Die Handels- und Dienstleistungsunternehmen müssen vor einer drohenden Abmahnwelle geschützt werden, insbesondere wenn es sich nur um unerhebliche und geringfügige Verstöße handelt. Sie leiden ohnehin noch unter den Unsicherheiten der Datenschutz-Grundverordnung. Gerade für Online-Händler ist das Abmahnrisiko durch die DSGVO nochmals gestiegen." Dies erklärte Dr. Holger Bingmann, Präsident des Bundesverbands Großhandel, Außenhandel, Dienstleistungen (BGA), anlässlich der Vorlage des Referentenentwurfs eines Gesetzes zur Stärkung des fairen Wettbewerbs durch das Bundesministerium der Justiz und für Verbraucherschutz am 11. September 2018.

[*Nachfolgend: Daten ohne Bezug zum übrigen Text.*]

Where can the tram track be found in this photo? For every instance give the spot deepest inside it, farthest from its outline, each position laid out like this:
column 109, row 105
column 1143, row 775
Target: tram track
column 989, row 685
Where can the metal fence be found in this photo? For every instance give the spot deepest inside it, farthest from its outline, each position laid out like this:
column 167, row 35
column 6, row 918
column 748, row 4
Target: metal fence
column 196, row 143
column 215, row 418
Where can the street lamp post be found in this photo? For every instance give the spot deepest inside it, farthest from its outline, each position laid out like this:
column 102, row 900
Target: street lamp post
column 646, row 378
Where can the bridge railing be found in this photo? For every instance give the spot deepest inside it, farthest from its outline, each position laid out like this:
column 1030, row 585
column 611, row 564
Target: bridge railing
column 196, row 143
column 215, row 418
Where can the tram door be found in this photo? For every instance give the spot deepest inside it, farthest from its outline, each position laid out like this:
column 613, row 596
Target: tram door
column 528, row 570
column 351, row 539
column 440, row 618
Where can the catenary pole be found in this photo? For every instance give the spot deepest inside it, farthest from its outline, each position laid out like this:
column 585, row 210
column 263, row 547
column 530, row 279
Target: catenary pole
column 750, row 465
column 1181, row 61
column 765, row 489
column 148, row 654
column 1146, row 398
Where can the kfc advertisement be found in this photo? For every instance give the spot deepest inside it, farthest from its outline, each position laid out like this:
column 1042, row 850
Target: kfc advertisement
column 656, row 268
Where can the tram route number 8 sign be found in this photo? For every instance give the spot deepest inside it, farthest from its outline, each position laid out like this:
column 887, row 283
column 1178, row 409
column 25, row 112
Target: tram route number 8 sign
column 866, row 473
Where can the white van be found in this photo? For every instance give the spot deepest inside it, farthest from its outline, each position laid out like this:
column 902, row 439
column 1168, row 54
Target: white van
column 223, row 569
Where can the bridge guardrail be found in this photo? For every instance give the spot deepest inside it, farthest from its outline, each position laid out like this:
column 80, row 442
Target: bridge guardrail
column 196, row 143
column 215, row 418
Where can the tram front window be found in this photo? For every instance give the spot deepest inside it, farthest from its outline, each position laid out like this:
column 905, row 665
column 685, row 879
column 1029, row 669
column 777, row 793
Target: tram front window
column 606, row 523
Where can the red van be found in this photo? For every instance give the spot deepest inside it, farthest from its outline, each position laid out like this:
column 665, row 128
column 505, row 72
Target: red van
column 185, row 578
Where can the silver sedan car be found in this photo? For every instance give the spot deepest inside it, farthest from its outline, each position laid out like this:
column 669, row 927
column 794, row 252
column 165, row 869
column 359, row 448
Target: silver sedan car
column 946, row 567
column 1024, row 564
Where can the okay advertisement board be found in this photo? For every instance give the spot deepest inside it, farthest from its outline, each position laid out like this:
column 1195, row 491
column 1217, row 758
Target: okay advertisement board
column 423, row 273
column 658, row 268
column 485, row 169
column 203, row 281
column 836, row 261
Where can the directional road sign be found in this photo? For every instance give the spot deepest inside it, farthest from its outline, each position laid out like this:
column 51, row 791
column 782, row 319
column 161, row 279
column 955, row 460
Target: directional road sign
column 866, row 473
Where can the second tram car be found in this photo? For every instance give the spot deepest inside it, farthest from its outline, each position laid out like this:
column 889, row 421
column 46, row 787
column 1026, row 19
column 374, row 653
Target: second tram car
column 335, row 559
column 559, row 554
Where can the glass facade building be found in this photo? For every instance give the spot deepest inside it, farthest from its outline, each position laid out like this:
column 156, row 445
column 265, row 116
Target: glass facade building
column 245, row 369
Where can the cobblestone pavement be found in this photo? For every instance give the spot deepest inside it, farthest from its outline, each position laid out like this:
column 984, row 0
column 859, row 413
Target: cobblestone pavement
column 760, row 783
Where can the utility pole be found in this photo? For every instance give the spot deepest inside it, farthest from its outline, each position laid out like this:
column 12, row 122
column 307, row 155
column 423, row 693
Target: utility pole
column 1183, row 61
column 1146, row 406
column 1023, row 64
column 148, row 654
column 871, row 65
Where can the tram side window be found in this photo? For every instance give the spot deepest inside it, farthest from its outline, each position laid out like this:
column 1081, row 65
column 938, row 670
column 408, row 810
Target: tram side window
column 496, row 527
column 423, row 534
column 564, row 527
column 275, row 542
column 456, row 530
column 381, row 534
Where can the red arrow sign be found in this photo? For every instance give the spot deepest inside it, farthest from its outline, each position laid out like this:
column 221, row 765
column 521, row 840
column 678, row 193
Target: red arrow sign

"Wir begrüßen es sehr, dass die Bundesregierung missbräuchliche Abmahnungen bekämpfen will. Entgegen der Empfehlung des Parlaments sieht der Referentenentwurf des Bundesjustizministeriums hierzu leider keine konkrete Regelung für den Datenschutz vor. Dies muss jetzt dringend nachgeholt werden", so Bingmann abschließend.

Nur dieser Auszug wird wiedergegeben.